[CPU] Add Clamp for FakeConvertDecomposition (openvinotoolkit#28651)

xuchen-intel · web-flow · commit 72268b5c5d09 · 2025-02-28T07:23:31.000Z
### Details: - *Ngraph FakeConvert layer applies clamp for f8 (f8e4m3 applies clamp, f8e5m2 partially applies clamp), while ngraph Convert layer doesn't apply clamp. So the idea is to add Clamp layer in FakeConvertDecomposition to assure the clamp behavior of FakeConvert is still included for plugins after decomposition.* - *Ngraph reference emulate_f8e4m3_on_fp16 applies clamp for overflowed value as well as for NaN(f8e4m3 does not have INF in Specification). However, it seems emulate_f8e5m2_on_fp16 only applies clamp for overflowed value (by the flag can_round), but not for INF. To align behavior between f8e4m3 and f8e5m2, clamp for INF is added in emulate_f8e5m2_on_fp16.* - *Test cases are added to reproduce the issue beforehand.* ### Tickets: - *[CVS-160719](https://jira.devtools.intel.com/browse/CVS-160719)* - *[CVS-161459](https://jira.devtools.intel.com/browse/CVS-161459)*
diff --git a/src/common/transformations/src/transformations/op_conversions/fake_convert_decomposition.cpp b/src/common/transformations/src/transformations/op_conversions/fake_convert_decomposition.cpp
@@ -7,6 +7,7 @@
 #include "itt.hpp"
 #include "openvino/core/rt_info.hpp"
 #include "openvino/op/add.hpp"
+#include "openvino/op/clamp.hpp"
 #include "openvino/op/constant.hpp"
 #include "openvino/op/convert.hpp"
 #include "openvino/op/divide.hpp"
@@ -41,20 +42,30 @@ ov::pass::FakeConvertDecomposition::FakeConvertDecomposition() {
             data = decomp_ops.add(data.get_node_shared_ptr());
         }
 
+        // Align with clamp behavior of FakeConvert in ngraph reference
+        const auto lower_bound = fake_convert_node->get_destination_element_type() == ov::element::f8e4m3
+                                     ? static_cast<float>(std::numeric_limits<ov::float8_e4m3>::lowest())
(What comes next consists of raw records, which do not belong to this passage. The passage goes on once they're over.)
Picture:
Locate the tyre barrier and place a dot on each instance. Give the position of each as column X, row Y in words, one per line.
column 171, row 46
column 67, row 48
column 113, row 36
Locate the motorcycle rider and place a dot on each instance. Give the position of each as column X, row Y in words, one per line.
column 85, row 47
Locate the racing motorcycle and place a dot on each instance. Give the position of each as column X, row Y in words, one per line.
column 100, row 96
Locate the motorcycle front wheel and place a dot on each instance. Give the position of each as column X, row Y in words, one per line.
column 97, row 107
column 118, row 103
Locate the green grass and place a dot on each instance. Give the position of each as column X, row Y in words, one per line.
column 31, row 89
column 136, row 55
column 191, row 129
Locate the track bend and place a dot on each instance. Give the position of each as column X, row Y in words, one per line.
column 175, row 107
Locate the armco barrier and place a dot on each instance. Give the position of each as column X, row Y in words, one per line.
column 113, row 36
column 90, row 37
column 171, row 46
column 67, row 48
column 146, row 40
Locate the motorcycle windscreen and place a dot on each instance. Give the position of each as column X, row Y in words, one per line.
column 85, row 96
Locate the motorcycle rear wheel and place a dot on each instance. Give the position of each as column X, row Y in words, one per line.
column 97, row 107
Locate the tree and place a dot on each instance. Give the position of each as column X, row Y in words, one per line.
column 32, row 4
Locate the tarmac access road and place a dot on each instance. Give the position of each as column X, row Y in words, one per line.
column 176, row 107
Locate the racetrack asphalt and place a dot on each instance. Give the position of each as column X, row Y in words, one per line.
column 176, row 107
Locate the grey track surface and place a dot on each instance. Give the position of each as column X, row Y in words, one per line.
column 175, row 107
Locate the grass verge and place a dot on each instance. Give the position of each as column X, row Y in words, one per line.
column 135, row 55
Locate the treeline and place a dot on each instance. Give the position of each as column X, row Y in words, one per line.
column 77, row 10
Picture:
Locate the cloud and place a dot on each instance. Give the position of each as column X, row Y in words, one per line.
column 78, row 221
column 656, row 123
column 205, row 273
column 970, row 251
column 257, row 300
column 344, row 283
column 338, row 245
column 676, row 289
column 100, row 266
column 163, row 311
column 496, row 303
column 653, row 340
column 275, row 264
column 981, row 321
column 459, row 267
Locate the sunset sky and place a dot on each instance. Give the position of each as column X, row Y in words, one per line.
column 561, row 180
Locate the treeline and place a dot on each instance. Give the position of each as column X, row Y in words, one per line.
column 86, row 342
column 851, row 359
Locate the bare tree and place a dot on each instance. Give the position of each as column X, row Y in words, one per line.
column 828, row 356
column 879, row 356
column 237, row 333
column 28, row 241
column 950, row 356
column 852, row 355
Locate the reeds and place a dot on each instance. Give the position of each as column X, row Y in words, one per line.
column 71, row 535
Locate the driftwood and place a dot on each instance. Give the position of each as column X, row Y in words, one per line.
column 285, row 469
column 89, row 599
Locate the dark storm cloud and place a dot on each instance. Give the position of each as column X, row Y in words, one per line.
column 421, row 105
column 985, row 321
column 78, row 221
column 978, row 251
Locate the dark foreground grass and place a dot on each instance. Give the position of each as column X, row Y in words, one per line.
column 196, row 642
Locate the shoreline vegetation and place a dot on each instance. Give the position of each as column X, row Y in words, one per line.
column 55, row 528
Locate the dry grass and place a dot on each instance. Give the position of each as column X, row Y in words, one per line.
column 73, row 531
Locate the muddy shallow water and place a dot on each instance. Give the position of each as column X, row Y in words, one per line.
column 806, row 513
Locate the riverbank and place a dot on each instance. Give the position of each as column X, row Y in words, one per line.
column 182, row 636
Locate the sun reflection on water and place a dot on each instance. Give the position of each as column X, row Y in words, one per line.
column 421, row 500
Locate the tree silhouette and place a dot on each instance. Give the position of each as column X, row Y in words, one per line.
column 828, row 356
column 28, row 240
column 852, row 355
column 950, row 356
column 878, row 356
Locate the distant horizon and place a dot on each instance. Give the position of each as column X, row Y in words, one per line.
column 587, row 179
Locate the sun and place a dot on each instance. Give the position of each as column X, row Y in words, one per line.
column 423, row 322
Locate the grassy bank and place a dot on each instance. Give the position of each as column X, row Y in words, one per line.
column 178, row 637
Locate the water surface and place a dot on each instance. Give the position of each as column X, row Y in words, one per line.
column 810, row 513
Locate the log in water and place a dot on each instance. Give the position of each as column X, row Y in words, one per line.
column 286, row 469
+                                     : static_cast<float>(std::numeric_limits<ov::float8_e5m2>::lowest());
+        const auto upper_bound = fake_convert_node->get_destination_element_type() == ov::element::f8e4m3
+                                     ? static_cast<float>(std::numeric_limits<ov::float8_e4m3>::max())
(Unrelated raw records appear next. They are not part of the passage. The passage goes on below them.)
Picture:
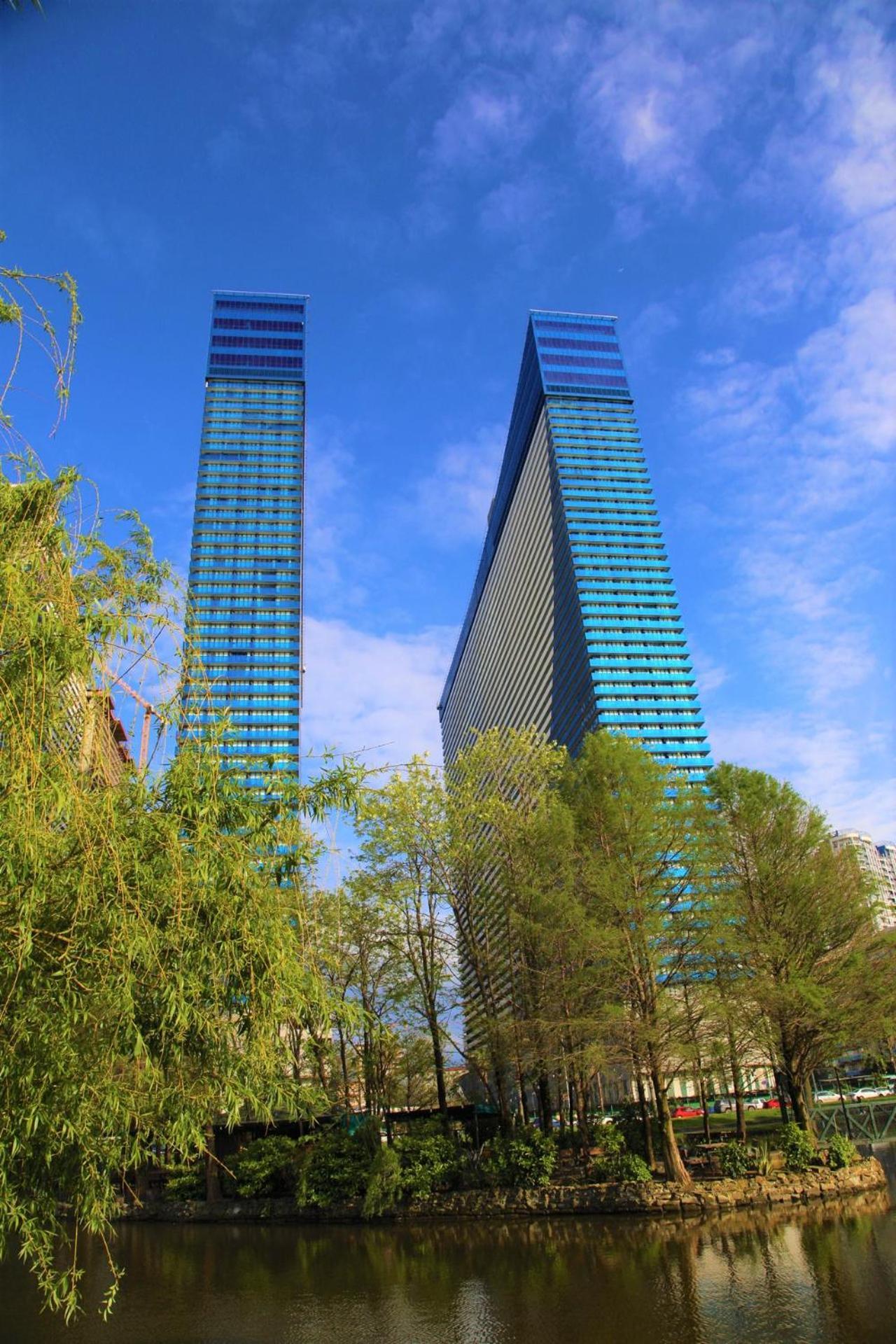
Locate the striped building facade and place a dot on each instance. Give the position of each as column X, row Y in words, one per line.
column 245, row 597
column 574, row 622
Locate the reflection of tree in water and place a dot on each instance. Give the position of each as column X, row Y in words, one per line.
column 824, row 1273
column 849, row 1273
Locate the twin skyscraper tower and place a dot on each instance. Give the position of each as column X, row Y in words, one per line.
column 573, row 622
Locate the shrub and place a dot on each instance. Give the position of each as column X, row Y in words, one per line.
column 797, row 1147
column 383, row 1184
column 266, row 1167
column 186, row 1183
column 335, row 1170
column 734, row 1159
column 841, row 1152
column 612, row 1140
column 764, row 1160
column 524, row 1159
column 429, row 1160
column 615, row 1167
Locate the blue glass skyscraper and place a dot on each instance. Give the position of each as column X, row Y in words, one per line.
column 245, row 598
column 574, row 622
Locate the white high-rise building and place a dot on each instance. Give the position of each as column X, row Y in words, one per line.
column 879, row 862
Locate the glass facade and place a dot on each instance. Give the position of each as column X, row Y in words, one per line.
column 245, row 597
column 574, row 622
+                                     : static_cast<float>(std::numeric_limits<ov::float8_e5m2>::max());
+
         std::shared_ptr<Node> result;
         const auto scale = decomp_ops.make<ov::op::v1::Multiply>(data, input_scale);
         if (fake_convert_node->get_input_size() == 2) {
+            const auto clamp = decomp_ops.make<ov::op::v0::Clamp>(scale, lower_bound, upper_bound);
             const auto downconvert =
-                decomp_ops.make<ov::op::v0::Convert>(scale, fake_convert_node->get_destination_element_type());
+                decomp_ops.make<ov::op::v0::Convert>(clamp, fake_convert_node->get_destination_element_type());
             const auto upconvert = decomp_ops.make<ov::op::v0::Convert>(downconvert, input_type);
 
             result = decomp_ops.make<ov::op::v1::Divide>(upconvert, input_scale);
         } else {
             const Output<Node> input_shift{fake_convert_node->input_value(2)};
             const auto shift = decomp_ops.make<ov::op::v1::Subtract>(scale, input_shift);
 
+            const auto clamp = decomp_ops.make<ov::op::v0::Clamp>(shift, lower_bound, upper_bound);
             const auto downconvert =
-                decomp_ops.make<ov::op::v0::Convert>(shift, fake_convert_node->get_destination_element_type());
+                decomp_ops.make<ov::op::v0::Convert>(clamp, fake_convert_node->get_destination_element_type());
             const auto upconvert = decomp_ops.make<ov::op::v0::Convert>(downconvert, input_type);
 
             const auto deshift = decomp_ops.make<ov::op::v1::Add>(upconvert, input_shift);
diff --git a/src/common/transformations/tests/op_conversions/fake_convert_decomposition_test.cpp b/src/common/transformations/tests/op_conversions/fake_convert_decomposition_test.cpp
@@ -80,17 +80,26 @@ TEST_P(FakeConvertDecompositionTest, CompareFunctions) {
         params.push_back(input_data);
         std::shared_ptr<Node> data = input_data;
 
+        const auto lower_bound = dst_prec == ov::element::f8e4m3
+                                     ? static_cast<float>(std::numeric_limits<ov::float8_e4m3>::lowest())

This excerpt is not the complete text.